Detail Go concurrency

Support concurrent golang natural language level, very good language, sometimes our business development, with complex scenes, need for concurrent, will complete the concurrent multiple requests using coroutines group, when faced with a nested loop, also there is a context relationship need to transform for concurrent requests, will be before the time complexity of O (n ^ 2) instead of O (n) time complexity, does that also can step and time complexity into 1 to O (1) the & # 63; How to nest concurrency, how to write. Today, step by step analysis.

The serial execution

The time complexity is O(n^2) Not using concurrency The resulting execution time was 9s

//  The serial execution 
func SerializeRun() {
	start := time.Now()
	xx := []int{1, 2, 3}
	yy := []int{100, 200, 300}
	for _, x := range xx {
		for _, y := range yy {
			abc(x, y)
		}
	}
	fmt.Printf(" Total serial execution time :%s\n", time.Since(start))
}

func abc(x, y int) {
	time.Sleep(time.Second * 1)
	fmt.Printf("x:%d, y:%d\n", x, y)
}

The execution result

[

x:1, y:100
x:1, y:200
x:1, y:300
x:2, y:100
x:2, y:200
x:2, y:300
x:3, y:100
x:3, y:200
x:3, y:300
Total serial execution time :9.0026338s

]

Single coroutine group concurrency

The coroutine group was used to reduce O(n^2) to O(n) The resulting execution time was 3s

//  Single parallel execution 
func SingleConcurrenceRun() {
	start := time.Now()
	xx := []int{1, 2, 3}
	yy := []int{100, 200, 300}
	for _, x := range xx {
		wgg := sync.WaitGroup{}
		for _, y := range yy {
			wgg.Add(1)
			go func(x, y int) {
				defer wgg.Done()
				abc(x, y)
			}(x, y)
		}
		wgg.Wait()
	}
	fmt.Printf(" Total time of single parallel execution :%s\n", time.Since(start))
}
func abc(x, y int) {
	time.Sleep(time.Second * 1)
	fmt.Printf("x:%d, y:%d\n", x, y)
}

The results of

[

x:1, y:300
x:1, y:200
x:1, y:100
x:2, y:100
x:2, y:200
x:2, y:300
x:3, y:300
x:3, y:100
x:3, y:200
Total time of single parallel execution :3.0013813s

]

Nested concurrent execution

Concurrency is performed using nested coroutines.

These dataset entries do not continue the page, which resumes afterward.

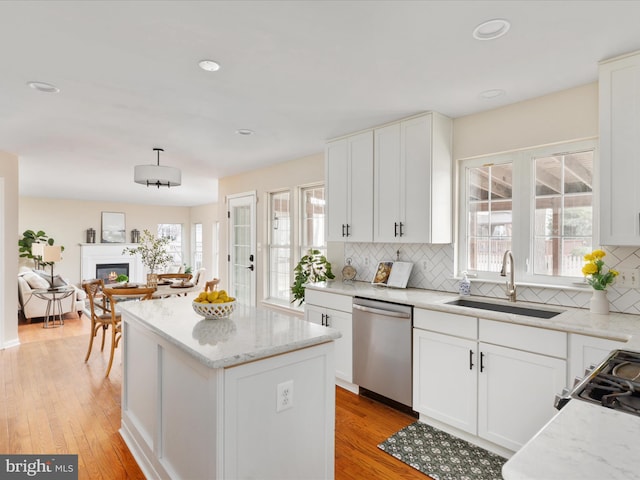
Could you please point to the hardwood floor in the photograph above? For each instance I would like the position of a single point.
(52, 402)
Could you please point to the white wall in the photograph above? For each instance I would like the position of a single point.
(8, 249)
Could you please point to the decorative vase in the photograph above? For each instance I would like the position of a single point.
(599, 302)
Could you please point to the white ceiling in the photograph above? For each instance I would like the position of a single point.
(295, 72)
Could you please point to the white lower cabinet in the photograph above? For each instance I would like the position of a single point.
(481, 385)
(516, 391)
(445, 380)
(334, 310)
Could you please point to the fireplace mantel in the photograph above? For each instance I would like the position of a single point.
(92, 254)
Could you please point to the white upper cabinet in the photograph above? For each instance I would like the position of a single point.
(412, 180)
(349, 174)
(620, 151)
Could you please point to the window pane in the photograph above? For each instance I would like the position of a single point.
(280, 268)
(174, 232)
(563, 213)
(313, 204)
(489, 224)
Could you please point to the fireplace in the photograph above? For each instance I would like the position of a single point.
(110, 271)
(94, 255)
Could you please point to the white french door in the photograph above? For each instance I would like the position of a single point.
(242, 247)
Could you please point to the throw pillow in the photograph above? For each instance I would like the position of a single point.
(36, 282)
(58, 281)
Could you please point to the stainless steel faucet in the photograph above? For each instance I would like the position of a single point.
(511, 282)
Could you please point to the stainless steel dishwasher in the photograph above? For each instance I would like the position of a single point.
(382, 348)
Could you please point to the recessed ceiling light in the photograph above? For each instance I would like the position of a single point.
(43, 87)
(491, 29)
(489, 94)
(244, 131)
(209, 65)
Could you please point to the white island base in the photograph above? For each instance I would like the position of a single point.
(182, 418)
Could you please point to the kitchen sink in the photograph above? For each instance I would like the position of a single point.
(498, 307)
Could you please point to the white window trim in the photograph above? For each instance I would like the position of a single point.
(523, 200)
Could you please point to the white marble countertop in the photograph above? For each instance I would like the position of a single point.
(248, 334)
(615, 326)
(582, 442)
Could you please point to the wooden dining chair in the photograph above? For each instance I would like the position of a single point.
(100, 316)
(113, 296)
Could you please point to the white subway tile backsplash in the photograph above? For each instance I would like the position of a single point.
(433, 270)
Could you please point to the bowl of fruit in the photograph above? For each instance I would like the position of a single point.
(214, 305)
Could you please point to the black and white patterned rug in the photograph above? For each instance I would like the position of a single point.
(442, 456)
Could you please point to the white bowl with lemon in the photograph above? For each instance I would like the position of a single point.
(214, 305)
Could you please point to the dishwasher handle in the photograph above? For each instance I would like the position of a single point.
(379, 311)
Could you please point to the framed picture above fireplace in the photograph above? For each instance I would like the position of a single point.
(113, 227)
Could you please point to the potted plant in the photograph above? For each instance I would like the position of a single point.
(153, 251)
(29, 237)
(311, 268)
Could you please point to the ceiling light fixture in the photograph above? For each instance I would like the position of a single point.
(491, 29)
(43, 87)
(209, 65)
(490, 94)
(157, 175)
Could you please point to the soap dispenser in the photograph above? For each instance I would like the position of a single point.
(465, 285)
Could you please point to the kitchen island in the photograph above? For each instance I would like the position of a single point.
(250, 396)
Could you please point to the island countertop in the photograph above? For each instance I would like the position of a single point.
(248, 334)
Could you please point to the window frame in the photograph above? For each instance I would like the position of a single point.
(523, 208)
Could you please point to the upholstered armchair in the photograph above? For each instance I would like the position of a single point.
(32, 306)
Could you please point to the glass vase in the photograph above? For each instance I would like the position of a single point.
(599, 302)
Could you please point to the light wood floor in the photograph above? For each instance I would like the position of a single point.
(52, 402)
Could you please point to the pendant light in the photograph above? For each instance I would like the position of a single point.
(157, 175)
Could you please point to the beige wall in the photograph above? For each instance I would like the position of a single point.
(558, 117)
(8, 249)
(67, 221)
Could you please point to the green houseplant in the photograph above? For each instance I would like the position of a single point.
(153, 251)
(29, 237)
(313, 267)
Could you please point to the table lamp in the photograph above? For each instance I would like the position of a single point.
(52, 254)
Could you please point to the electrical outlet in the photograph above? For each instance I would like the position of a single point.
(285, 396)
(629, 277)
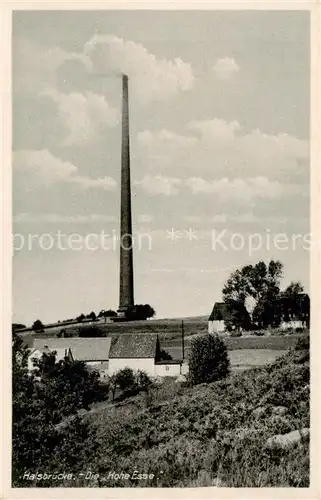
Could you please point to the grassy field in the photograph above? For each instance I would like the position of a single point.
(212, 434)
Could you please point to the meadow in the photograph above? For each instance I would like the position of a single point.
(208, 435)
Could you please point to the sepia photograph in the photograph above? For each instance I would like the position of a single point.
(161, 238)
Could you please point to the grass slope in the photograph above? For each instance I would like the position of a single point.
(208, 435)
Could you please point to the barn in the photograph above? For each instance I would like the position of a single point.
(141, 352)
(37, 352)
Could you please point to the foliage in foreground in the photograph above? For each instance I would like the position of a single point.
(209, 434)
(41, 402)
(208, 359)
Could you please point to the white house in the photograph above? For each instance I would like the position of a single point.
(93, 351)
(216, 318)
(141, 352)
(109, 355)
(292, 324)
(36, 353)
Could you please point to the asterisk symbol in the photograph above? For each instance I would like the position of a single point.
(191, 234)
(173, 235)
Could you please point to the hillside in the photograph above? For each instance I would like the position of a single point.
(212, 434)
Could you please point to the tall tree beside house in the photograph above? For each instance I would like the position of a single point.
(295, 304)
(260, 282)
(208, 359)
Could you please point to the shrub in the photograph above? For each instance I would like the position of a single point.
(236, 333)
(208, 360)
(142, 381)
(303, 343)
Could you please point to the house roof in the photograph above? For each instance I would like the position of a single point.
(218, 312)
(134, 346)
(82, 349)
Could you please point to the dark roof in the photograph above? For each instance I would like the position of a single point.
(82, 349)
(218, 311)
(134, 346)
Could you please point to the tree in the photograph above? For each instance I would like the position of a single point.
(38, 326)
(143, 382)
(260, 282)
(208, 360)
(292, 301)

O(n^2) down to O(1) The resulting execution time was 1s

//  Nested execution 
func NestConcurrenceRun() {
	xx := []int{1, 2, 3}
	yy := []int{100, 200, 300}
	start := time.Now()
	wgg := sync.WaitGroup{}
	for _, x := range xx {
		wgg.Add(1)
		go func(x int) {
			wg := sync.WaitGroup{}
			for _, y := range yy {
				wg.Add(1)
				go func(x, y int) {
					defer wg.Done()
					abc(x, y)
				}(x, y)
			}
			wg.Wait()
			wgg.Done()
		}(x)
	}
	wgg.Wait()
	fmt.Printf(" Total nested concurrent execution time :%s\n", time.Since(start))
}
func abc(x, y int) {
	time.Sleep(time.Second * 1)
	fmt.Printf("x:%d, y:%d\n", x, y)
}

The results of

[

x:1, y:200
x:3, y:300
x:3, y:200
x:1, y:300
x:2, y:200
x:1, y:100
x:2, y:300
x:2, y:100
x:3, y:100
Total time of nested concurrent execution :1.0023542s

]

The above is a detailed explanation of Go concurrency, more information about Go concurrency please pay attention to other related articles on this site!